What are tramadol tablets ?
TRAMADOL (Ultram®) is an analgesic that can relieve moderate to moderately severe pain following surgery such as cesarean section, hysterectomy, hip replacement or other bone surgery, and dental surgery. This drug also helps relieve chronic pain associated with cancer, nerve pain, or low-back pain. Generic tramadol tablets are available.
What should I tell my health care provider before I take this medicine?
They need to know if you have any of these conditions:
• an alcohol or drug abuse problem
• breathing difficulty
• head injury or brain tumor
• kidney disease
• liver disease
• seizures (convulsions) or seizure disorder (epilepsy)
• stomach or intestinal problems
• an unusual or allergic reaction to tramadol, codeine, other pain medicines, foods, dyes, or preservatives
• pregnant or trying to get pregnant
How should I take this medicine?
Take tramadol tablets by mouth. Follow the directions on the prescription label. Swallow the tablets with a drink of water. If tramadol upsets your stomach, take it with food or milk. Do not take more than 100 mg of tramadol at one time or more than 400 mg of tramadol per day. Older patients (more than 75 years of age) should not take more than 300 mg of tramadol per day. Higher doses may cause severe side effects, do not take more medication than your prescriber has instructed.
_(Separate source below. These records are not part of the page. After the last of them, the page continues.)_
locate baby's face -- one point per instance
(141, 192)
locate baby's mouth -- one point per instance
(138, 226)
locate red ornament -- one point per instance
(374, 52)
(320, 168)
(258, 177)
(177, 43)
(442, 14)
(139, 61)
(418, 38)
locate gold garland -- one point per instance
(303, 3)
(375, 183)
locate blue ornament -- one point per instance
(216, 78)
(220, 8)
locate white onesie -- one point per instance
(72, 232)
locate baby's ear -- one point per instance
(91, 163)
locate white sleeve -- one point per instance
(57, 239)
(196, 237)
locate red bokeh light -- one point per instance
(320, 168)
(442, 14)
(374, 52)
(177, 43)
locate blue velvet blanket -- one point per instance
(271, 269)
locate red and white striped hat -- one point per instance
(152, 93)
Contact your pediatrician or health care professional regarding the use of this medicine in children. Special care may be needed.
What if I miss a dose?
If you miss a dose, take it as soon as you can. If it is almost time for your next dose, take only that dose. Do not take double or extra doses.
What drug(s) may interact with tramadol?
• antihistamines (commonly found in allergy or cold products)
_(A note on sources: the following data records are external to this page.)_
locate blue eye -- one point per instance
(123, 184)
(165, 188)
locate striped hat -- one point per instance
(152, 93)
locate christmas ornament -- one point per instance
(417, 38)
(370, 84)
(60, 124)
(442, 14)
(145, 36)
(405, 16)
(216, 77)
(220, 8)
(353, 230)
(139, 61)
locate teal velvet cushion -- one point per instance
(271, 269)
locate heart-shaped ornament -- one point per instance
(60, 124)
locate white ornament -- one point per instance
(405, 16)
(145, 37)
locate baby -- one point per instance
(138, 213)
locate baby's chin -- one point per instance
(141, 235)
• drugs to regulate heart rhythm such as amiodarone, propafenone, quinidine
• isoniazid, INH
• medicines called MAO inhibitors-phenelzine (Nardil®), tranylcypromine (Parnate®), isocarboxazid (Marplan®), selegiline (Eldepryl®)
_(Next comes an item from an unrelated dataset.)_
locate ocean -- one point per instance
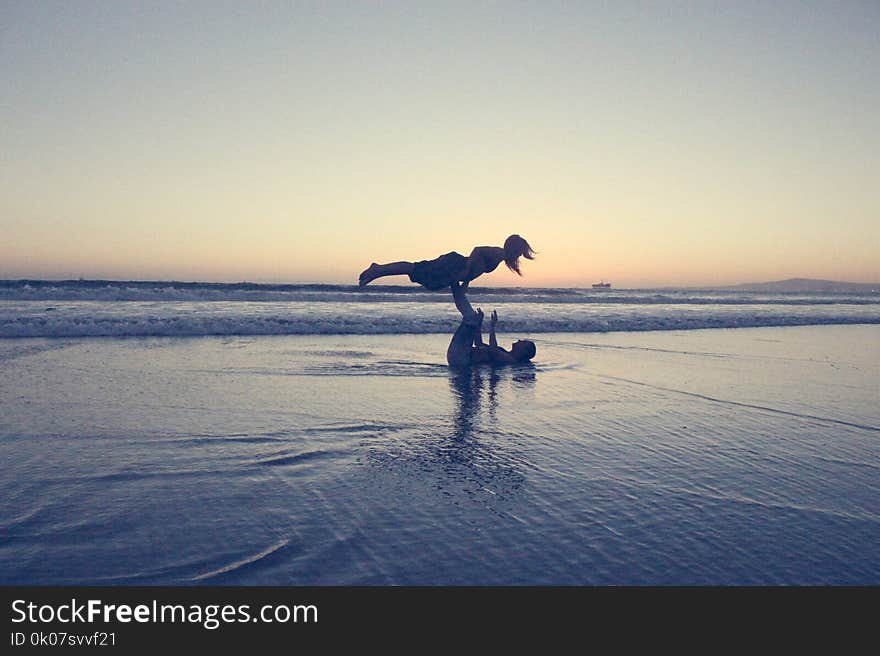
(54, 309)
(248, 434)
• medicines for anxiety, depression, or sleeping problems
• medicines for nausea or vomiting
• medicines for Parkinson's disease such as entacapone, pramipexole, ropinirole or tolcapone
• medicines for mental problems like schizophrenia
• muscle relaxants
• other medicines for pain such as codeine, morphine, nalbuphine, pentazocine, or propoxyphene
• seizure medicines
• stimulants such as amphetamine or dextroamphetamine
• St. John's wort
Tell your prescriber or health care professional about all other medicines you are taking, including non-prescription medicines. Also tell your prescriber or health care professional if you are a frequent user of drinks with caffeine or alcohol, if you smoke, or if you use illegal drugs. These may affect the way your medicine works. Check with your health care professional before stopping or starting any of your medicines.
What side effects may I notice from taking tramadol?
Side effects that you should report to your prescriber or health care professional as soon as possible:
Rare or uncommon:
• changes in vision
• difficulty breathing, shortness of breath
• fast or irregular heartbeat
• hallucinations (seeing and hearing things that are not really there)
• passing urine more frequently than usual, or not passing urine as often as usual
• redness, blistering, peeling or loosening of the skin, including inside the mouth
• skin rash, itching
• seizures (convulsions)
• anxiety, agitation
Side effects that usually do not require medical attention (report to your prescriber or health care professional if they continue or are bothersome):
• constipation or diarrhea
• difficulty sleeping
• dizziness, drowsiness
• dry mouth
• false sense of well being, feeling of unreality, mood changes
What should I watch for while taking tramadol?
Tell your prescriber or health care professional if your pain does not go away. Visit your prescriber or health care professional for regular checks on your progress if you are taking tramadol regularly.
Do not drive, use machinery, or do anything that needs mental alertness until you know how tramadol affects you. Be careful taking other medicines which may also make you tired. This effect may be worse when taking these medicines with tramadol. Alcohol can increase possible drowsiness, dizziness, confusion and affect your breathing. Avoid alcohol while taking tramadol.
Your mouth may get dry. Chewing sugarless gum, sucking hard candy and drinking plenty of water will help.
If you are going to have surgery, tell your prescriber or health care professional that you are taking tramadol.
Where can I keep my medicine?
Keep out of reach of children in a container that small children cannot open.
Store at room temperature between 15 and 30 degrees C (59 and 86 degrees F). Throw away any unused medicine after the expiration date.